[openssl-users] Authentication over ECDHE

Matt Caswell matt at openssl.org
Fri Dec 28 17:17:39 UTC 2018

On 28/12/2018 10:22, Christian wrote:
> Thank you for the suggestions thus far. I've been working on a simple SSL
> client/server system in the last couple days. Unfortunately the SSL
> documentation is a right mess, so I don't know what is allowed and what is not,
> which leads to some problems that I don't know exactly how to tackle on.
> First of all, I opted out for the cipher "ECDHE-PSK-AES128-CBC-SHA256". As Matt
> suggested, using PSKs does reduce a lot of complexity in this scenario - if I've
> been understanding him correctly, this cipher should give us forward secrecy
> while still relying on a pre-shared key, which also authenticates both sides to
> each other.

Yes, this is correct.

> When I run my server, and then run my client, it receives the data
> the server sends without any problems.
> However, things start to get messy once the keys mismatch, as would in any
> attacker scenario. The client initiates the handshake, but on the server side
> SSL_accept() returns -1, the client receives no data (as should). Then I start
> the client *again*. On the server side SSL_accept() returns -1 again, but this
> time the client blocks in SSL_read() (I haven't not implemented timeout handling
> yet, as this still all runs on my testing environments). It's almost as if
> SSL_shutdown on the server side does not notify the client that the connection
> is to be closed.

Which version of OpenSSL is this? (I don't remember if you said this already).

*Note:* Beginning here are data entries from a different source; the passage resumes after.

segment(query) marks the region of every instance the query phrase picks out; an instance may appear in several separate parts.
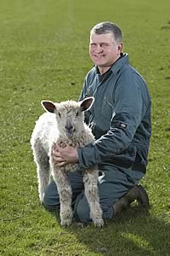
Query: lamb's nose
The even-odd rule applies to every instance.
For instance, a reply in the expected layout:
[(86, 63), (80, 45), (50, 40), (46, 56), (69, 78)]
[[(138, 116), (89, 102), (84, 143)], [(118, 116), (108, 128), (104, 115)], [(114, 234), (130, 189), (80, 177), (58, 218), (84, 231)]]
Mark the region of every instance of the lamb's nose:
[(65, 126), (65, 128), (67, 131), (71, 131), (71, 130), (73, 129), (73, 126), (72, 126), (72, 125), (71, 125), (70, 122), (68, 122), (68, 123), (66, 124), (66, 125)]

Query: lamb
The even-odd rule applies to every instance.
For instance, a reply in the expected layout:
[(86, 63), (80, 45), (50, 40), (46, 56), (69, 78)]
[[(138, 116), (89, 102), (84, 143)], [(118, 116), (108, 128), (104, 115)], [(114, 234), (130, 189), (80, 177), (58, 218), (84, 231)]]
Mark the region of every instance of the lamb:
[[(57, 166), (51, 157), (52, 147), (71, 145), (76, 148), (83, 148), (94, 140), (90, 128), (84, 123), (84, 111), (94, 104), (94, 97), (87, 97), (82, 102), (66, 101), (54, 103), (42, 101), (47, 113), (42, 114), (33, 130), (31, 144), (34, 160), (37, 164), (38, 191), (41, 202), (52, 176), (60, 195), (60, 224), (68, 226), (72, 222), (71, 187), (68, 172), (76, 172), (78, 164)], [(83, 170), (84, 193), (87, 197), (90, 218), (94, 226), (102, 227), (102, 210), (98, 194), (98, 166)]]

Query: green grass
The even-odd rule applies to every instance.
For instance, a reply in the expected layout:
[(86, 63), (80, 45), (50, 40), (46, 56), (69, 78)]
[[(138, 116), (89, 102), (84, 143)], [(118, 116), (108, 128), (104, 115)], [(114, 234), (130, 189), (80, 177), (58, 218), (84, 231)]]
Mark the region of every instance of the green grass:
[[(168, 0), (0, 2), (1, 255), (170, 255), (170, 3)], [(40, 206), (30, 147), (42, 99), (77, 99), (97, 22), (122, 26), (124, 51), (147, 80), (152, 138), (142, 183), (150, 215), (135, 207), (101, 230), (60, 225)]]

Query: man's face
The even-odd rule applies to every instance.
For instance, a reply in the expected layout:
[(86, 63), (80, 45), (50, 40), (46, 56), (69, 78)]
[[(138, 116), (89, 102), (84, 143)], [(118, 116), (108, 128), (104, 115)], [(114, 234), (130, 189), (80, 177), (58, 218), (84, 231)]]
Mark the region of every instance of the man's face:
[(91, 33), (89, 55), (101, 73), (106, 72), (120, 57), (122, 44), (116, 43), (112, 33)]

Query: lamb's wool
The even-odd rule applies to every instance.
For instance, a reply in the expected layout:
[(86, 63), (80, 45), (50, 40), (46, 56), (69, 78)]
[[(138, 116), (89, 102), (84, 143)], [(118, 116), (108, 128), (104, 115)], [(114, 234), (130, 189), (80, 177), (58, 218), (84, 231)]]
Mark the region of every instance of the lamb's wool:
[[(83, 148), (94, 140), (90, 128), (84, 123), (83, 115), (83, 111), (89, 109), (93, 102), (93, 97), (80, 102), (67, 101), (54, 103), (43, 101), (42, 105), (48, 113), (40, 116), (32, 132), (31, 143), (37, 167), (40, 201), (42, 202), (51, 169), (60, 195), (62, 225), (69, 225), (72, 221), (72, 191), (66, 173), (76, 172), (78, 165), (56, 166), (51, 157), (51, 150), (54, 145), (65, 147), (69, 144), (76, 148)], [(84, 170), (82, 174), (90, 217), (95, 226), (102, 226), (104, 222), (98, 195), (98, 166)]]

Note that SSL_shutdown is intended for orderly shutdown of a successful, active
SSL/TLS connection. It is not supposed to be called if the connection has failed
for some reason. If the server decides to abort the connection it should have
already sent a fatal alert.

>>         fprintf(stderr,"SSL_shutdown\n");
>>         SSL_shutdown(ssl);
>>         fprintf(stderr,"SSL_clear\n");
>>         SSL_clear(ssl);

Please check the return code of this SSL_clear function. It can fail, and if it
does it means the SSL object has not been cleared properly, and that will cause
all sorts of weird, difficult to debug failures later on.